Lorenzo, making a sign of the cross, ordered us to stop, more for our own safety than any damage we might have done. One of our new friends - and this being a communist bar we’d all naturally agreed we were comrades – thought it better if he took us home. I gathered he was the local policeman, who knew the country like the back of his hand. I fleetingly considered this might be a trip to the cells rather than to my comfortable bed, but discounted that as he had a sympathetic face, and a ‘one-too-many’ look in his eyes. He certainly wasn’t going to kidnap us for the ‘spiccioli’.

With the aid of Lorenzo, and a lot of noise, he got us into his car and proceeded at break neck speed and a lot more noise to get us home, tearing up the villa drive like a rally driver, and spinning round on the gravel by the front door. Depositing us there, his rear lights vanished before we could give thanks for our salvation.

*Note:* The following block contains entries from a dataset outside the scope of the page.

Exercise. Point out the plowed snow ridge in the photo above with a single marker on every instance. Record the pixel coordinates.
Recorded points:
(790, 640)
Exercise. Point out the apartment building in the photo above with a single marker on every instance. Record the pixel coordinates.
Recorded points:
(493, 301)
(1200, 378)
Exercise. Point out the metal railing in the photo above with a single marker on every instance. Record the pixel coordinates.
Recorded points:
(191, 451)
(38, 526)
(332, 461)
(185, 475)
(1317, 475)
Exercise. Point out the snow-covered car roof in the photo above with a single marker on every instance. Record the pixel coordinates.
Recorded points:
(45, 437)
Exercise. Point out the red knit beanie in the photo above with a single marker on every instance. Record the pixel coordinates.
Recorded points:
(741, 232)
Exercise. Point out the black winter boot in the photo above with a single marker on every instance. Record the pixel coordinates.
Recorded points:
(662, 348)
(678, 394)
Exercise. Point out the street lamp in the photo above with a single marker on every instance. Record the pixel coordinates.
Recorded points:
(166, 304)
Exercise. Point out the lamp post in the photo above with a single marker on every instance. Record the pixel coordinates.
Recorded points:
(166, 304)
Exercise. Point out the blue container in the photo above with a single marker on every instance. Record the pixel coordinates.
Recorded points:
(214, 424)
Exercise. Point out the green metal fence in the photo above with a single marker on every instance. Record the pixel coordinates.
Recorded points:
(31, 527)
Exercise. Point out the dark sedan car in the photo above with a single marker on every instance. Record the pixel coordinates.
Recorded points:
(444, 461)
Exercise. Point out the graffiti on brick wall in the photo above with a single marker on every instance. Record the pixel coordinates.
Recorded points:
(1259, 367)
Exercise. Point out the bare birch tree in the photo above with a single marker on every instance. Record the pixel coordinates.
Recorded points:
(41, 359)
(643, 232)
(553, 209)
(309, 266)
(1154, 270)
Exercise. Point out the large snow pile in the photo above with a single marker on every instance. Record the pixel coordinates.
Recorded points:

I just about remembered where the key was, the ten minutes trying to get it in the lock, and the stairs we crawled up, shushing each other in the absolute silence. Perhaps, if we were lucky, everyone would be asleep - like the scorpion under the brick.

Reaching the top on all fours, and staring at the blank wall at the end of the corridor was the last image I recalled before a welcome amnesia switched off the light.

 -oOo-

So that’s where we were, the next day then, with a glory of a hangover. Even my hard earned tan, in the words of a contemporary pop song, was a ‘whiter shade of pale’.

‘The lady in my bed’ felt I ought to confess my sins; make a clean break of it, absolution for letting the side down, by missing breakfast, and making a complete nincompoop of myself in front of the locals.

Real ladies worry about images you see, and this one felt I’d seriously sullied mine. She even drove me to church.

I said my penance in San Domenico, just outside Cortona, staring in a morose gaze at the Fra Angelico, thinking the figure of Peter Martyr in the lunette looked just like Lorenzo with some hair.

I promised the Lord, there and then, that in future I’d ‘pass’ on the Triple Sec, and stick to wine like the sacerdote.

My wife, in what might have been considered a cautionary bribe to the Almighty, lit a candle.

 

We went back to Luigi’s quite often that holiday, taking in some more of the the wild extravagant benevolence of the Italians, and I’m glad to say that despite their effusive hospitality I managed to keep my promise.

In fact, the nearest I get to Triple Sec these days is my wife’s orange marmalade.